Konusunda yazdığı gibi Subaru anne babasını yeni kaybetmiş ve bu yüzden biraz da kendini suçluyor. Annesi ile babası her zaman Subaru ile birlikte gezmeye gitmek istiyorlar ama Subaru istemediği için hiç onlarla gitmiyor. Kaza da bu gezilerden birine giderken gerçekleşiyor zaten.

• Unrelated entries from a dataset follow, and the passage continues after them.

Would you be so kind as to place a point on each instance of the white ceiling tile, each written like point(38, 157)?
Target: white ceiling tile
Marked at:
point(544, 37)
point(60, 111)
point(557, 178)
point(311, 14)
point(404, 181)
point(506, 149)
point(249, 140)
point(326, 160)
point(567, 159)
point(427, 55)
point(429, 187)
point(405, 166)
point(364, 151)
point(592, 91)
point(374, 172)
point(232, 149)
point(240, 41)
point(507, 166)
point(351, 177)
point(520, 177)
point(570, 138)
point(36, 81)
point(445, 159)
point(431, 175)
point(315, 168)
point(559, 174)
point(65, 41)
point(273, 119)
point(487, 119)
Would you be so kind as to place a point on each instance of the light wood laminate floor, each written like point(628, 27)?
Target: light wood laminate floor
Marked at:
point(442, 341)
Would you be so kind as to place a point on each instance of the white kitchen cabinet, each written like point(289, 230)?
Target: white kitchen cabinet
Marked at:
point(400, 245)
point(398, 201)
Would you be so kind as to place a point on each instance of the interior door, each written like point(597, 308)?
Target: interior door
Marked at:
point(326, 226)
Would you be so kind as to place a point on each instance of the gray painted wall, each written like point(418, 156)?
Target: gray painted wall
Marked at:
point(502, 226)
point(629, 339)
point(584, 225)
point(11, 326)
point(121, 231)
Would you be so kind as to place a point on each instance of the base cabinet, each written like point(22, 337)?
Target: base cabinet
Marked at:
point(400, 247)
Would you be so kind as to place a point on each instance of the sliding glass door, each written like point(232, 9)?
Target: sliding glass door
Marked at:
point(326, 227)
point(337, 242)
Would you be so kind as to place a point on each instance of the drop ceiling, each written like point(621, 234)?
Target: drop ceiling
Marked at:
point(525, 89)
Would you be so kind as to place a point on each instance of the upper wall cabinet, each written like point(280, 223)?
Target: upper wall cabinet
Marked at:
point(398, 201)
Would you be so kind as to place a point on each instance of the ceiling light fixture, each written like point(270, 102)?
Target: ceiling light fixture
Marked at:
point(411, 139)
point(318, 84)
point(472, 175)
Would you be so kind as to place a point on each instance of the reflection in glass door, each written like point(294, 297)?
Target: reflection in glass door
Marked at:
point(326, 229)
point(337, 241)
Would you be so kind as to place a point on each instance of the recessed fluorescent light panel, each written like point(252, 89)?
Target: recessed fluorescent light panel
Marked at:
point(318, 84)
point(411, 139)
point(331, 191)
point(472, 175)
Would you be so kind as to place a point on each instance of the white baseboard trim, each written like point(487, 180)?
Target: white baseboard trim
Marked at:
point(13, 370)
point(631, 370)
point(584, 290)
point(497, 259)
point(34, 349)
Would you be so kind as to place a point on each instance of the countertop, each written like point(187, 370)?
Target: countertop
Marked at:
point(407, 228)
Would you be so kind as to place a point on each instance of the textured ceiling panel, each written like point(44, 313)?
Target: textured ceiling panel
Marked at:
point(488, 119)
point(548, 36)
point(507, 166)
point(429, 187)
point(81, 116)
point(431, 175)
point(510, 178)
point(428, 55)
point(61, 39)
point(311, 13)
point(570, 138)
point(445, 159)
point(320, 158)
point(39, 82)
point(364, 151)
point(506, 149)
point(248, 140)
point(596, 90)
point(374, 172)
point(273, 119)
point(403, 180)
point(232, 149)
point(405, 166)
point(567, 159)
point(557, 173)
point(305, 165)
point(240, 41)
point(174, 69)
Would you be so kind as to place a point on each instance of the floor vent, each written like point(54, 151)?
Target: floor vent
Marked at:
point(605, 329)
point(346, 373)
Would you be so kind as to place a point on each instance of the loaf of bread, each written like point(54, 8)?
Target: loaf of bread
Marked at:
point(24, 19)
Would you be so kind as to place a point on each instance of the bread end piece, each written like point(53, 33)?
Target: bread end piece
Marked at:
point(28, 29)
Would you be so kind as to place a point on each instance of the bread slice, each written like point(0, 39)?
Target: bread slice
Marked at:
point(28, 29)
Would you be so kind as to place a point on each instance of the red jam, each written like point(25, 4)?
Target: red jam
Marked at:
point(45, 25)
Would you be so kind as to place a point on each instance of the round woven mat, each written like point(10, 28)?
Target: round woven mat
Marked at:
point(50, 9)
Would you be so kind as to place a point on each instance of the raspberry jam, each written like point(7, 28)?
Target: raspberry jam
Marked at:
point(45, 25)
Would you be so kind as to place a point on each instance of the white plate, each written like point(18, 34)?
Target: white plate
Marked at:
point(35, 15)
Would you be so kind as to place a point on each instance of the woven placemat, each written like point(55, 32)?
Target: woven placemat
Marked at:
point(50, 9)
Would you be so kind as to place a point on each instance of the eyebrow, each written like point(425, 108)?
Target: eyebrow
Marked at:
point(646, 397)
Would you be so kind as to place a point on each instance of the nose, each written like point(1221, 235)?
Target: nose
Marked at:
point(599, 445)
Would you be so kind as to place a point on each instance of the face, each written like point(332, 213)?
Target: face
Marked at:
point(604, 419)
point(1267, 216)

Bu yüzden evde sürekli onlarla ilgili anıları canlanıyor ve bu yüzden kendini suçluyor. Neden onları durdurmadım diye düşünüyor.
Bu bana elimin altında bulunan şeylere daha fazla değer vermem gerektiğini öğretti. Çünkü o an yanında olan biri bir gün sonra yanında olamayabiliyor. Bu yüzden elinin altındakine çok değer vermelisin. Ne zaman kayıp gideceği belli değil çünkü.

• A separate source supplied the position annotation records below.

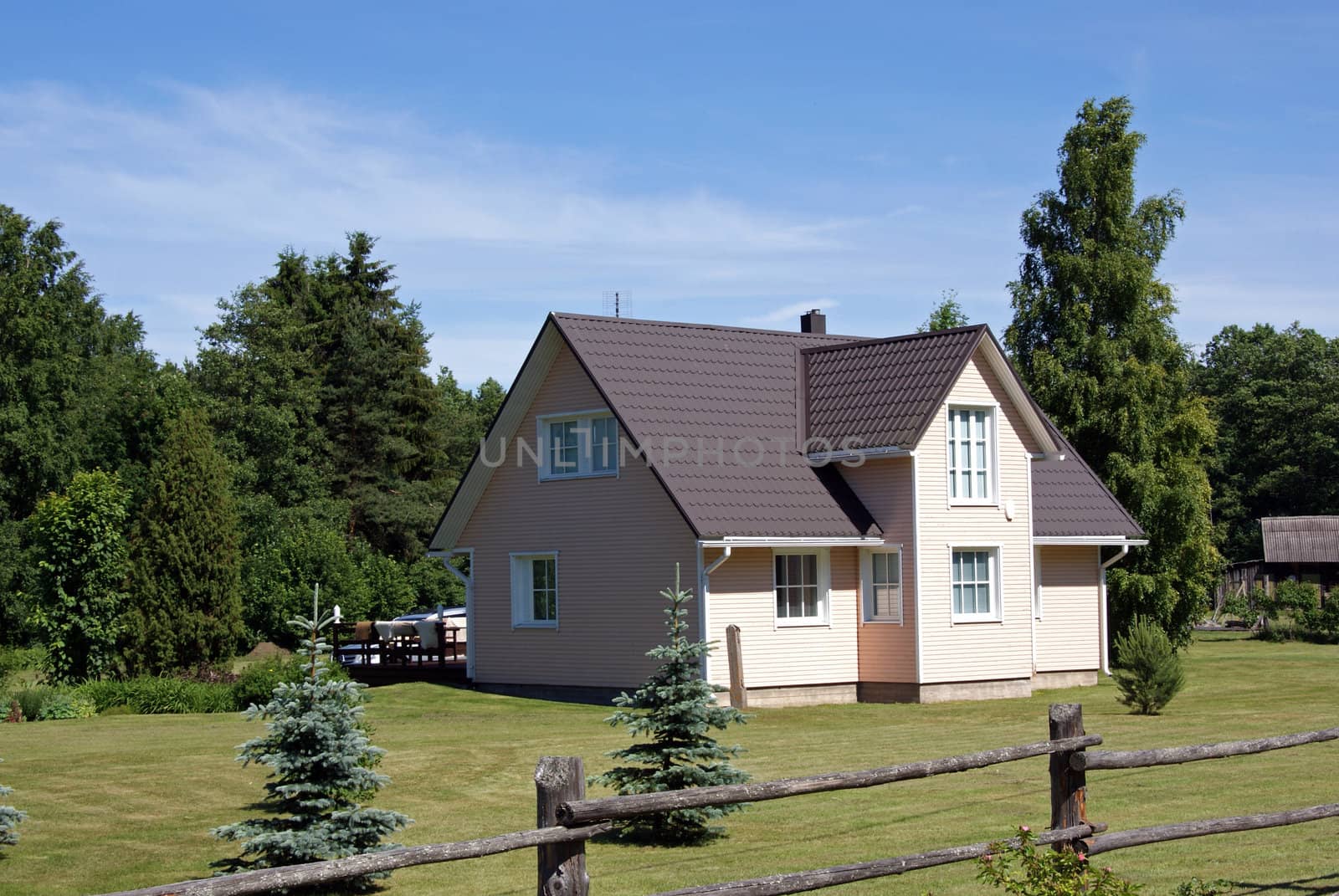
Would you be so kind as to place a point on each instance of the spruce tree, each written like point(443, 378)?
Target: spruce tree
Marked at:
point(185, 592)
point(1093, 339)
point(675, 709)
point(321, 769)
point(10, 818)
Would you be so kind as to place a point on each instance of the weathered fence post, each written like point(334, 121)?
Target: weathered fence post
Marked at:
point(559, 778)
point(738, 693)
point(1068, 778)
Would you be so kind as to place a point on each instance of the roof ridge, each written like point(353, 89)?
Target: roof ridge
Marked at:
point(689, 325)
point(884, 340)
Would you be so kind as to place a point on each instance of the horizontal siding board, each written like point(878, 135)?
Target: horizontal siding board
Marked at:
point(741, 593)
point(975, 651)
point(618, 541)
point(885, 486)
point(1068, 634)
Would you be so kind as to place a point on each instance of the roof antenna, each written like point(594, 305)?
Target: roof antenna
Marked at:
point(615, 303)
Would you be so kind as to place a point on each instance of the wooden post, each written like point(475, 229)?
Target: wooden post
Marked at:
point(559, 778)
point(738, 693)
point(1068, 778)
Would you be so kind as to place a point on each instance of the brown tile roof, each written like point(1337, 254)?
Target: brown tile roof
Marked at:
point(1070, 501)
point(883, 392)
point(718, 386)
point(726, 386)
point(1301, 539)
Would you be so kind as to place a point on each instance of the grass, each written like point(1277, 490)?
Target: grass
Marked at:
point(126, 801)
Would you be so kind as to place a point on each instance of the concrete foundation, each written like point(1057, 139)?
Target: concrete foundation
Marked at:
point(998, 690)
point(1082, 678)
point(763, 698)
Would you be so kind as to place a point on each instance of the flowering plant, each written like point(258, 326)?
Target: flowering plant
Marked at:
point(1022, 869)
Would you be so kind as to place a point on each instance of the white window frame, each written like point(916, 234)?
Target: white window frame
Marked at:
point(586, 445)
point(997, 610)
point(823, 572)
point(991, 446)
point(522, 590)
point(867, 584)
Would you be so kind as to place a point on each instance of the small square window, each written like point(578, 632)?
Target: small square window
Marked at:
point(579, 445)
point(801, 586)
point(535, 591)
point(970, 469)
point(881, 584)
point(975, 584)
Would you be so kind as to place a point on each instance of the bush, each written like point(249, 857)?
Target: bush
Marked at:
point(258, 682)
point(105, 694)
point(1149, 671)
point(67, 706)
point(33, 698)
point(165, 695)
point(1022, 869)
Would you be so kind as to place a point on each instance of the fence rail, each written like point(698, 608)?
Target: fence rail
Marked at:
point(566, 818)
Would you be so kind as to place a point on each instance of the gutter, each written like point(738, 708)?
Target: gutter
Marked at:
point(856, 454)
point(805, 541)
point(705, 590)
point(1104, 566)
point(445, 556)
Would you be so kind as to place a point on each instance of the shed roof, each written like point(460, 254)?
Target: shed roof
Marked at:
point(1301, 539)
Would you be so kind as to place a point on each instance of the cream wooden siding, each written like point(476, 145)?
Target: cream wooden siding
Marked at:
point(741, 593)
point(984, 650)
point(618, 541)
point(884, 486)
point(1068, 632)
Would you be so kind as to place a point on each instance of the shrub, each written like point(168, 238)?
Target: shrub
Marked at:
point(67, 706)
point(675, 709)
point(167, 695)
point(258, 682)
point(1149, 673)
point(1019, 868)
point(33, 698)
point(105, 694)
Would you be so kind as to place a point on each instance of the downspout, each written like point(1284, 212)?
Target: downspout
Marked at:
point(469, 607)
point(705, 588)
point(1106, 661)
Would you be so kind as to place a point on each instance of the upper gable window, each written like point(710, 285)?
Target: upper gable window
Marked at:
point(970, 456)
point(579, 445)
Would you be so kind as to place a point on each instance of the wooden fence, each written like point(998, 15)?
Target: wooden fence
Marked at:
point(566, 818)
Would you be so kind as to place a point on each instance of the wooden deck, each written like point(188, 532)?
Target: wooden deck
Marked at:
point(377, 674)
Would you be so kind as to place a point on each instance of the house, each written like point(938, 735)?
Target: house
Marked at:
point(883, 519)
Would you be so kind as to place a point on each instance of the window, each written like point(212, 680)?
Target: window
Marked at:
point(579, 445)
point(535, 590)
point(881, 584)
point(975, 576)
point(970, 456)
point(801, 581)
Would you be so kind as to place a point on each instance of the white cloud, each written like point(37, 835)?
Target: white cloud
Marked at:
point(789, 314)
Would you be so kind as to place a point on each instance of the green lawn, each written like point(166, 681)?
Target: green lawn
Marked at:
point(126, 801)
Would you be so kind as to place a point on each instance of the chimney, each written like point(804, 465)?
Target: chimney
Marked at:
point(814, 322)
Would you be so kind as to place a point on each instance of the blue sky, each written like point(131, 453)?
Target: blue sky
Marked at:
point(718, 162)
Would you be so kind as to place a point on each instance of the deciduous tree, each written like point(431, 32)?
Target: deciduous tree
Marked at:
point(82, 557)
point(185, 601)
point(1093, 338)
point(1275, 398)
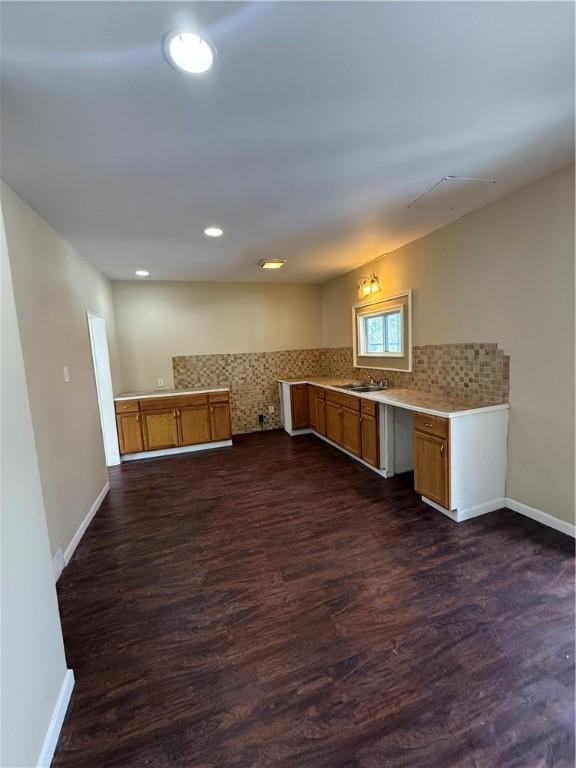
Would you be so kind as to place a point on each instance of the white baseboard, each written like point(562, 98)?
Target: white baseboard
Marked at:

Biraz da Haru’dan bahsedelim. Haru’da daha bebekken dört kardeşi ile sokağa terkedilmiş bir sokak kedisi. Abla olarak onları korumak onun görevi ve buna öyle alışmışki Subaru ile birlikteyken ablalık damarı kabarıyor ve hep kendinden önce onu düşünüyor. Yemeğinin hepsini yemiyor ve birazını ona getiriyor. Üzgünken yanında oluyor. Aynı dili konuşmasalarda aslında birbirlerini çok güzel anlıyorlar. Biz insanlar bile aynı dili konuştuğumuz halde birbirimizi anlamıyoruz.
Anime sadece bunlar üzerine durmuyor tabi. Hayvan bakımı üzerinde de duruyorlar. Misal kedilere nasıl diyet yaptırılmalı ondan bahsediyorlar. O sahne çok iyiydi ya. Aklıma geldikçe gülesim geliyor.
Subaru’da kendini bunca yıl dışarıya kapattıktan sonra artık her şeyi kendisinin yapmak zorunda kaldığındaki halini izlemekte oldukça eğlenceli. Sokağa çıkıyor ve biri ona seslenince korkuyor ve hemen ne yapacağını bilemiyor. İmza gününde bile imzası azıcık yamuk oldu diye korkudan bayılacaktı zavallım 😂 O kadar kendini dış dünyaya kapatmış adam. Aşağıdaki resimden de bunu rahatlıkla anlayabilirsiniz bence 😂
Eğer kedi besliyorsanız bence bu animeyi izleyin. Beslemiyorsanızda izleyin. Ben beslemiyorum. O yüzden bu animeyi izleyince ilk bulduğum barınağa gidip bir kedi almak istedim. O kadar eğlenceli ve güzel bir anime. Hiç bir şey kaybetmezsiniz. Güvenin bana. Boş boş gereksiz animeleri izleyeceğinize ben size cillop gibi bir anime olan My Roommate is a Cat‘i öneriyorum. Bunu izleyin. Anlaştık mı? Anlaştık dediğiniz farz ediyorum.
O zaman başka bir yazıda görüşmek üzere. Size iyi seyirler.